European Union (Withdrawal) (No. 2) Act 2019 Debate
Full Debate: Read Full DebateBaroness Ludford
Main Page: Baroness Ludford (Liberal Democrat - Life peer)Department Debates - View all Baroness Ludford's debates with the Department for Exiting the European Union
(4 years, 10 months ago)
Lords ChamberMy Lords, we are an even more select little club than anticipated. I thank the Minister for that introduction, but I am just a little puzzled by Section 13 of the 2018 Act being proposed for repeal under the WAB, the current withdrawal agreement Bill. The statement says:
“The Government has no plans to have further negotiations”
on the withdrawal agreement, which I understand and recognise. But the Explanatory Notes to the withdrawal agreement Bill say that Section 13 is proposed for repeal to
“ensure that the Withdrawal Agreement can be ratified in a timely and orderly manner, and to remove provisions that are no longer needed.”
That clouded my brain, although it may be the late hour. Are the Government saying that the provisions in Section 13 of the 2018 Act are not needed because the withdrawal agreement Bill overtakes it? It is a little unclear. I recognise that the withdrawal agreement will not be reopened but the Explanatory Notes appear slightly to cloud the picture as to exactly why Section 13 is being repealed to allow the withdrawal agreement to be ratified in a timely and orderly manner. As I say, it may be that I am puzzled due to the late hour.
I turn now to the Benn Act, as we all call the European Union (Withdrawal) (No. 2) Act 2019. Will the Minister explain why the whole Act is proposed for repeal? What about Section 2(5)?
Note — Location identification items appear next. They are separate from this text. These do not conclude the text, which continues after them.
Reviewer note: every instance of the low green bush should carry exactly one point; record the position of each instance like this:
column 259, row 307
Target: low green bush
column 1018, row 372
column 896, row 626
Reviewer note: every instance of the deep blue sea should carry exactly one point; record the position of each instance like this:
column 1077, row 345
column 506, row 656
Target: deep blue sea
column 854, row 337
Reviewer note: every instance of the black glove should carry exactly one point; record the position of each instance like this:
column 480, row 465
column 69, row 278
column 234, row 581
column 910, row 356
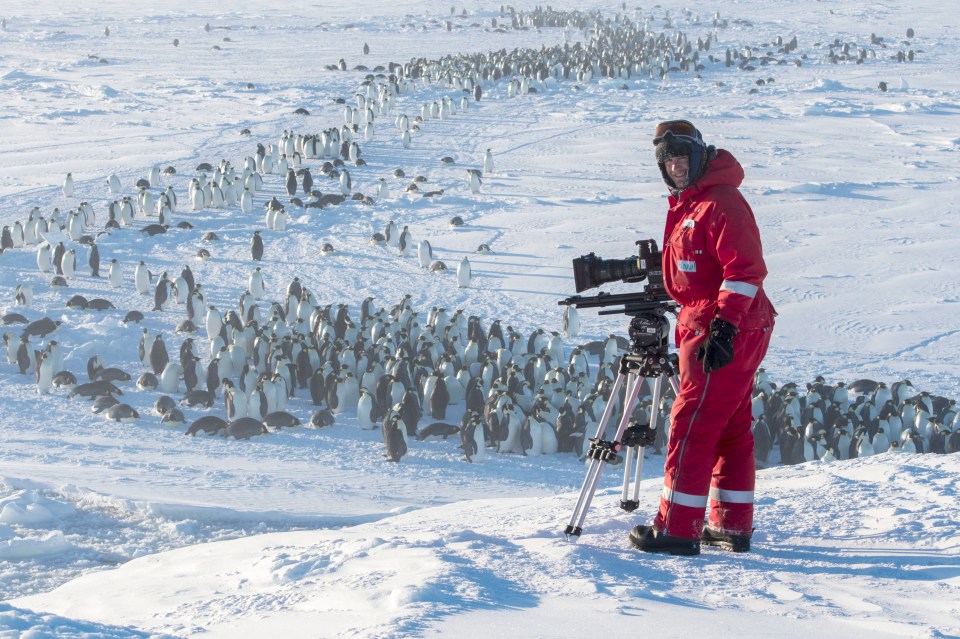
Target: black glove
column 717, row 351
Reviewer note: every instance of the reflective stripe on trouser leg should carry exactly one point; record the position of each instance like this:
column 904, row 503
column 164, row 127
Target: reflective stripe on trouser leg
column 732, row 484
column 699, row 419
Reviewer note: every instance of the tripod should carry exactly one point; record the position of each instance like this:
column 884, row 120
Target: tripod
column 648, row 358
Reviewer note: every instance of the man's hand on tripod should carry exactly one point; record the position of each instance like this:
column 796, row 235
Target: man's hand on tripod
column 717, row 351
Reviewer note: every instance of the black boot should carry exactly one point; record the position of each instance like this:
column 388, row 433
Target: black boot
column 649, row 539
column 736, row 543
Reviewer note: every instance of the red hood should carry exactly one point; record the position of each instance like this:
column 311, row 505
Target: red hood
column 722, row 169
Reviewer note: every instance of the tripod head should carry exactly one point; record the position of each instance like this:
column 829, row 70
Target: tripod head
column 649, row 329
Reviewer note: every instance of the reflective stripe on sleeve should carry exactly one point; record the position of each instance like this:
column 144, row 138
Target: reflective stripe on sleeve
column 743, row 288
column 683, row 499
column 731, row 496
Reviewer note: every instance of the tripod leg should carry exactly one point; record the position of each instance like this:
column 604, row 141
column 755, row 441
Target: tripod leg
column 594, row 470
column 575, row 527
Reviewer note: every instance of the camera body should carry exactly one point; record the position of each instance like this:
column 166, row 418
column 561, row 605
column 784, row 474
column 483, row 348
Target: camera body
column 649, row 327
column 590, row 271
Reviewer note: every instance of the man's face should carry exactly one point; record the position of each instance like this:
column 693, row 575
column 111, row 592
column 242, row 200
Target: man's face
column 678, row 168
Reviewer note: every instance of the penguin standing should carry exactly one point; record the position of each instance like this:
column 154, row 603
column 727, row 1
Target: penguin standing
column 424, row 253
column 44, row 374
column 393, row 439
column 256, row 284
column 141, row 278
column 93, row 261
column 291, row 182
column 475, row 181
column 158, row 355
column 464, row 273
column 161, row 293
column 404, row 241
column 256, row 246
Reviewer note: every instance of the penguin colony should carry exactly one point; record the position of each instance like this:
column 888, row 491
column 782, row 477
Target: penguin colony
column 410, row 373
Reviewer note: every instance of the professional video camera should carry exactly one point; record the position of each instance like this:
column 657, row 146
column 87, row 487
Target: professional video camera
column 648, row 357
column 649, row 328
column 590, row 271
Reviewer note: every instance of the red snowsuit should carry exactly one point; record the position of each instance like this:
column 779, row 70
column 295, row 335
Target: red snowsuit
column 713, row 265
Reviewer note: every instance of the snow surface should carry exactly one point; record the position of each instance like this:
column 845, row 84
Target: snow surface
column 133, row 530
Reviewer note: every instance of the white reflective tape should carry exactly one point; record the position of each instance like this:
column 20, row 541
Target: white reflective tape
column 742, row 288
column 683, row 499
column 731, row 496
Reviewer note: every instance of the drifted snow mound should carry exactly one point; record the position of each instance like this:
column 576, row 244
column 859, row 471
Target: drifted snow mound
column 867, row 545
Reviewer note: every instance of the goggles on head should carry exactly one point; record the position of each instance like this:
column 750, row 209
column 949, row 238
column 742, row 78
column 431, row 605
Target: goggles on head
column 676, row 129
It says:
“The Secretary of State shall make a further report … at least every 28 calendar days starting on 7 February 2020 either until an agreement with the European Union is reached or until otherwise indicated by a resolution of the House of Commons.”
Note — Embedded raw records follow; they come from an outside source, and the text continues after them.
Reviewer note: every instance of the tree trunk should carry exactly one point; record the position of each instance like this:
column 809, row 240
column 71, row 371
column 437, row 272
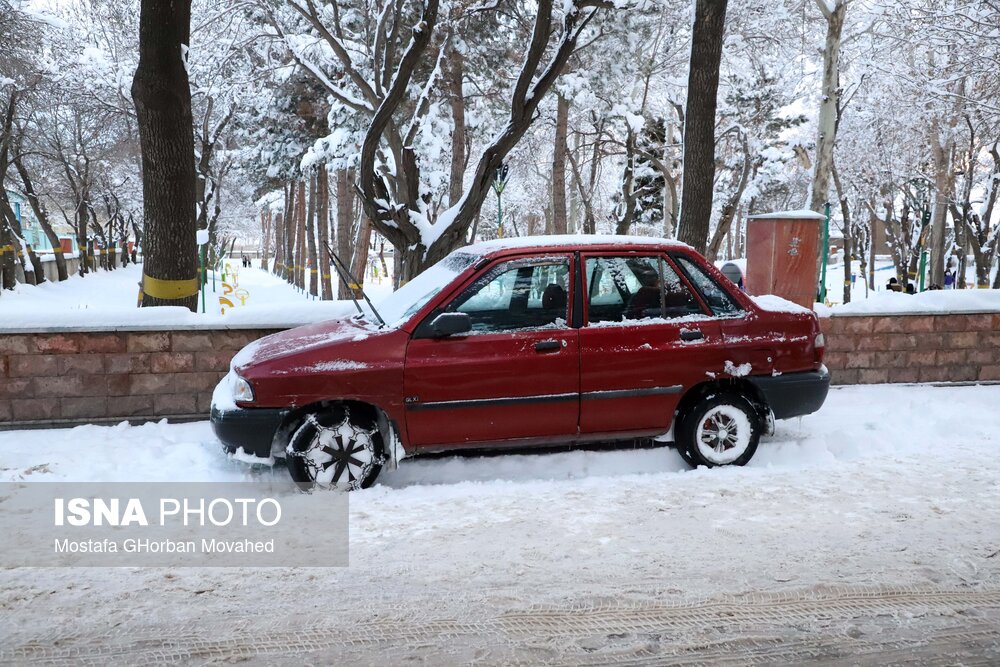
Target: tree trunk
column 848, row 240
column 279, row 244
column 829, row 104
column 162, row 96
column 311, row 237
column 456, row 98
column 730, row 207
column 288, row 270
column 291, row 216
column 345, row 208
column 300, row 238
column 8, row 266
column 265, row 236
column 43, row 219
column 943, row 185
column 699, row 123
column 360, row 262
column 559, row 225
column 323, row 206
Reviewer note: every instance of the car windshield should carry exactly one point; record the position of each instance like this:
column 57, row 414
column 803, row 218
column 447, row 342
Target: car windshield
column 411, row 297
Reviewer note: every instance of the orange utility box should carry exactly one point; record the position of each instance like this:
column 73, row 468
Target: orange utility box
column 783, row 255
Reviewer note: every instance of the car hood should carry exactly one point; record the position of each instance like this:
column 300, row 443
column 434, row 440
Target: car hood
column 302, row 339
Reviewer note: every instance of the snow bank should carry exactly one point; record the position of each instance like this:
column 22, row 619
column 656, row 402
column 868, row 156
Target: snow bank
column 106, row 300
column 931, row 302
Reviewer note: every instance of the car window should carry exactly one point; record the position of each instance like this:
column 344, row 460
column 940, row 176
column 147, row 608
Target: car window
column 715, row 296
column 636, row 288
column 518, row 295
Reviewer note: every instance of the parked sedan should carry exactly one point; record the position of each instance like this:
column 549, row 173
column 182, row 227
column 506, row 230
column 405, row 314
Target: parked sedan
column 528, row 342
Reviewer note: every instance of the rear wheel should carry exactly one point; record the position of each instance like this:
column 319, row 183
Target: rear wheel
column 719, row 430
column 336, row 449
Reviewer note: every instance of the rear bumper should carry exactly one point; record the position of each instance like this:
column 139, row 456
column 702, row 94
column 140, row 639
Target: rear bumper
column 250, row 429
column 794, row 394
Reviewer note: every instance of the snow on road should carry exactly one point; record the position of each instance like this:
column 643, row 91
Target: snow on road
column 872, row 527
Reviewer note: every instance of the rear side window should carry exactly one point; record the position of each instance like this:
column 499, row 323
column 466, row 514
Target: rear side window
column 718, row 299
column 517, row 295
column 636, row 288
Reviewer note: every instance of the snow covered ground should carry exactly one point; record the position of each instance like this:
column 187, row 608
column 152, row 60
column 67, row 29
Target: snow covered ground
column 869, row 532
column 108, row 299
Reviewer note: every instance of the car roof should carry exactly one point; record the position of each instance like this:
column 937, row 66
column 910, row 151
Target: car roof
column 570, row 242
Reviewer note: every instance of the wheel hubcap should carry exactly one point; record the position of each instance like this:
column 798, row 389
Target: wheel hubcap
column 339, row 456
column 723, row 434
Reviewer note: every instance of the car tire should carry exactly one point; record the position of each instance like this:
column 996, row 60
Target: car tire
column 719, row 430
column 336, row 449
The point is that Section 2 of the Benn Act has the heading:
“Report on progress of negotiations on the United Kingdom’s relationship with the European Union.”
Unlike the 2018 Act, which goes on to refer specifically to the withdrawal agreement and the political declaration, it seems to me that this provision is not limited to the withdrawal agreement and the political declaration. It talks only about the progress of negotiations on the UK’s relationship with the European Union. Surely that extends to negotiations on the future relationship. I do not appreciate how this Act—particularly Section 2(5), which talks about future reports—can be deemed ripe for repeal in these circumstances. Perhaps the Minister will reply on that.
This is particularly apposite given that, as we will discuss next week, the December version of the withdrawal agreement Bill removes what was in the October version about parliamentary oversight. It rips away what was in the October Bill because the Government say that, because they have a mandate now, they do not need any continuing parliamentary accountability on the progress of negotiations on the future relationship, and it rips away the Benn Act as well. It is not clear to me why this is, because Section 2 of the Benn Act is not limited to the withdrawal agreement. Will the Minister explain?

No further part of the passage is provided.